Fabtech Technologies Cleanrooms manufactures pre-engineered and pre-fabricated modular panels and doors for building cleanrooms in the pharmaceutical, healthcare, and biotech sectors. The company has diverse domain expertise with effective project integration capabilities. Also, it has integrated cleanroom solution provider with automated manufacturing facilities. On the concern side, the company derived a significant portion of its revenues from a limited number of customers. The loss of any significant customers may have an adverse effect on its business, financial condition, results of operations, and prospects. Moreover, the company requires significant amount of working capital for a continuing growth. Its inability to meet its working capital requirements may adversely affect its results of operations.

The company is coming out with a maiden IPO of 32,64,000 equity shares of Rs 10 each.

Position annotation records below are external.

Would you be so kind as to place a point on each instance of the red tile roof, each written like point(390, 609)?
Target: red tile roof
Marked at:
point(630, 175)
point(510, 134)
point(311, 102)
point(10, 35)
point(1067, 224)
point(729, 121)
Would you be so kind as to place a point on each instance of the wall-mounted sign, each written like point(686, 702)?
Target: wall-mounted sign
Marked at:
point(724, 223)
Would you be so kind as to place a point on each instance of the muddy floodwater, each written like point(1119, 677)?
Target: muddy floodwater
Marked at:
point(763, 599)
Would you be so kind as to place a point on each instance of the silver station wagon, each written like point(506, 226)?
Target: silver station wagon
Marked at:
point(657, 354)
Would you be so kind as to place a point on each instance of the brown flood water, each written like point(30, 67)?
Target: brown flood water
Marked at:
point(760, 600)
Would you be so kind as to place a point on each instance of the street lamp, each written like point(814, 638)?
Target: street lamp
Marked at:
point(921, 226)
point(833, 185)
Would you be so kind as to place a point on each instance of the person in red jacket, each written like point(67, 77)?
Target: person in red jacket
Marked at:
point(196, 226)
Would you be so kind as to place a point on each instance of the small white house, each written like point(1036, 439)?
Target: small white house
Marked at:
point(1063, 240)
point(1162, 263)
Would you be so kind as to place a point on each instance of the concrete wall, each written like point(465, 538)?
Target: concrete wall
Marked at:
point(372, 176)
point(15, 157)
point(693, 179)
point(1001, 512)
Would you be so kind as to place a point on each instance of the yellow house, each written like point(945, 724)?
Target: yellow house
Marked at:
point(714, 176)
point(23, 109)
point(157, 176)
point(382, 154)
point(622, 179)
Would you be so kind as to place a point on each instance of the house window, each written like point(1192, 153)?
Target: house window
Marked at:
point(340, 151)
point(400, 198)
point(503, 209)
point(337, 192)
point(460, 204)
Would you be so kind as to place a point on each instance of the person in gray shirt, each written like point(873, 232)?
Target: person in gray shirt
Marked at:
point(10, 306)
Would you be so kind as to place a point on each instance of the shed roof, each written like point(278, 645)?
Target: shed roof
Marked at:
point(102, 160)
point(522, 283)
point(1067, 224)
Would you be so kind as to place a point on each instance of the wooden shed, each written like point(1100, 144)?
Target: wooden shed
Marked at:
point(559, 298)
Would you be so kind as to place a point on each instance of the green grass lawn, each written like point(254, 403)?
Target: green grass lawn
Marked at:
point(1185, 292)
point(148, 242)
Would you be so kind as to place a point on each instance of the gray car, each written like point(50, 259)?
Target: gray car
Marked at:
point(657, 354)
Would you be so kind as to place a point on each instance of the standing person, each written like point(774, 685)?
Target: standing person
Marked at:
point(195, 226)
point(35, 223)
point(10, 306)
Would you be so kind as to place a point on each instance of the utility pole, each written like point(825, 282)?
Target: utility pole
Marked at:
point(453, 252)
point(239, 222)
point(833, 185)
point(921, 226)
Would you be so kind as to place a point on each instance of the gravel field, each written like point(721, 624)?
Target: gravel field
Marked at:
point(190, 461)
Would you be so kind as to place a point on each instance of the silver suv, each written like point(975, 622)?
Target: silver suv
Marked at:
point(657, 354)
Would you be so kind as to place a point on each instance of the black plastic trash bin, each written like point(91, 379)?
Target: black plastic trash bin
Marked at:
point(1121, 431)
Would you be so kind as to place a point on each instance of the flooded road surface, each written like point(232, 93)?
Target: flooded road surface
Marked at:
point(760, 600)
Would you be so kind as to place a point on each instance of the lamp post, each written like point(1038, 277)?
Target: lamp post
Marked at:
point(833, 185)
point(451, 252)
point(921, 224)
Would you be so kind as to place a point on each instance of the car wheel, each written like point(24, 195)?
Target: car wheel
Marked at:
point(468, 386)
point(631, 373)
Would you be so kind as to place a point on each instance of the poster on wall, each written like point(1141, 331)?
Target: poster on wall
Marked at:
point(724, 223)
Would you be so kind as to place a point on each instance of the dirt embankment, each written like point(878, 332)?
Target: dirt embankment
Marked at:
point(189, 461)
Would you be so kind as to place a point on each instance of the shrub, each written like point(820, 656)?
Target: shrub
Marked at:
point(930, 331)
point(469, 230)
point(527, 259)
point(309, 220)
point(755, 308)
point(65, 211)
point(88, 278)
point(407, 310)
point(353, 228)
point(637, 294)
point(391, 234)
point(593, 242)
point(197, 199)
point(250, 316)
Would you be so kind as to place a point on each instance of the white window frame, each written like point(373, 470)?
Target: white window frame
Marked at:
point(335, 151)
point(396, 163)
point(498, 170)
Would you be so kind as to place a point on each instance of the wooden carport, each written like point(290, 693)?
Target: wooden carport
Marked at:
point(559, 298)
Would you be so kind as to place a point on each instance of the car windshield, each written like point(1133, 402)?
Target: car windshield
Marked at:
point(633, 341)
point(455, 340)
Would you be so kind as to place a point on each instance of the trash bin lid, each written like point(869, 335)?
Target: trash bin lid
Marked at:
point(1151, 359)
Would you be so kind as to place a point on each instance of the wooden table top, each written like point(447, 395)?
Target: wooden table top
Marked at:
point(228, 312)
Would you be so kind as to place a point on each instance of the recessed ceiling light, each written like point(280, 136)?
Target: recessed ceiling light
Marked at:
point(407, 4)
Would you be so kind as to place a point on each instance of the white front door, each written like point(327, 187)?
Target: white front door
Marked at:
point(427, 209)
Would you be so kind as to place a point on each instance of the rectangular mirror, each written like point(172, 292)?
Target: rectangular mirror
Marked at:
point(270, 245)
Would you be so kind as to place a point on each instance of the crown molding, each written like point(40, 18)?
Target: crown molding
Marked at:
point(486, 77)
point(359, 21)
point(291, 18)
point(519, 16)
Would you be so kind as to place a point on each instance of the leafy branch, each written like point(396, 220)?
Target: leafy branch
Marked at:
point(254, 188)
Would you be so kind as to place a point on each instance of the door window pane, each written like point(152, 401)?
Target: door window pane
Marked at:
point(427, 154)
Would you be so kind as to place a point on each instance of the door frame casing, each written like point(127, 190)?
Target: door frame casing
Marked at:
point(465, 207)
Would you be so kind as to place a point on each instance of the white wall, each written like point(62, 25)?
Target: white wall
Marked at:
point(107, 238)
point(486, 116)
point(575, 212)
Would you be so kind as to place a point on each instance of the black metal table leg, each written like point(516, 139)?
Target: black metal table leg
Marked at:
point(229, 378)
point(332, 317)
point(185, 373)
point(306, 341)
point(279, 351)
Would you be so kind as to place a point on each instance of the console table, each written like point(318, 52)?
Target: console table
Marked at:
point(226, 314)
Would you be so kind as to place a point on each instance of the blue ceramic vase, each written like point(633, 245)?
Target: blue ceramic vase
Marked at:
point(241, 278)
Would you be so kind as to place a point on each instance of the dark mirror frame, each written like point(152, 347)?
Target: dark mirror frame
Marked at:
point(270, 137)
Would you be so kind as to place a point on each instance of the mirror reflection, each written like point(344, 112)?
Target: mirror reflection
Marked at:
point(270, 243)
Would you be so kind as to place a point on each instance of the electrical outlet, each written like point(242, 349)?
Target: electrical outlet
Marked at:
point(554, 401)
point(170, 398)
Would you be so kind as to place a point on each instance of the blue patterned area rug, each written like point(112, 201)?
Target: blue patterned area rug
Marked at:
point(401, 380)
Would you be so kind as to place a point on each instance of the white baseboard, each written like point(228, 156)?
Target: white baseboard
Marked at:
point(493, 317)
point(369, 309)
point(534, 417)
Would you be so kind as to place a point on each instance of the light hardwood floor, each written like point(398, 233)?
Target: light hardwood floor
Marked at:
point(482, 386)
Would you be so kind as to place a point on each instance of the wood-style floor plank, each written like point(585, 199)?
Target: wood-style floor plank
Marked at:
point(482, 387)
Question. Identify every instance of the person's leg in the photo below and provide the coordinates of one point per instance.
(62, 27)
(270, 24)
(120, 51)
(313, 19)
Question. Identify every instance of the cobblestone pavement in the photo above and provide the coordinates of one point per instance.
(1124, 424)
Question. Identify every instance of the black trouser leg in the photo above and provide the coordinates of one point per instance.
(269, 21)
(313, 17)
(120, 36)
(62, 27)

The issue has been offered in a price band of Rs 80-85 per equity share. The aggregate size of the offer is around Rs 26.11 crore to Rs 27.74 crore based on lower and upper price band respectively. On performance front, the company’s revenue from operations decreased by 21.88% from Rs 12,466.63 lakh in financial year ended March 31, 2023, to Rs 9,739.15 lakh in financial year ended March 31, 2024, primarily due to change in sales mix of its products. The profit after tax for Fiscal 2024 decreased to Rs 578.46 lakh as compared to Rs 796.28 lakh in FY23, primarily on account of reduction in sales during fiscal 2024.

The company proposes to acquire additional number of equity shares representing at least 18% of equity shares of Kelvin on a fully diluted basis from the proceeds of this Issue. The proposed acquisition will facilitate sourcing of HVAC systems internally, thereby boosting its operational efficiencies and ability to take on larger projects. It intends to continue pursuing inorganic growth through acquisition, strategic partnerships and technical collaboration in order to expand its execution capabilities, diversify customer base, enable operational integration with its business, cost and process optimization, streamlining business processes, venture into new industries, expand geographic reach and gain further market share in cleanroom technology market in and outside India.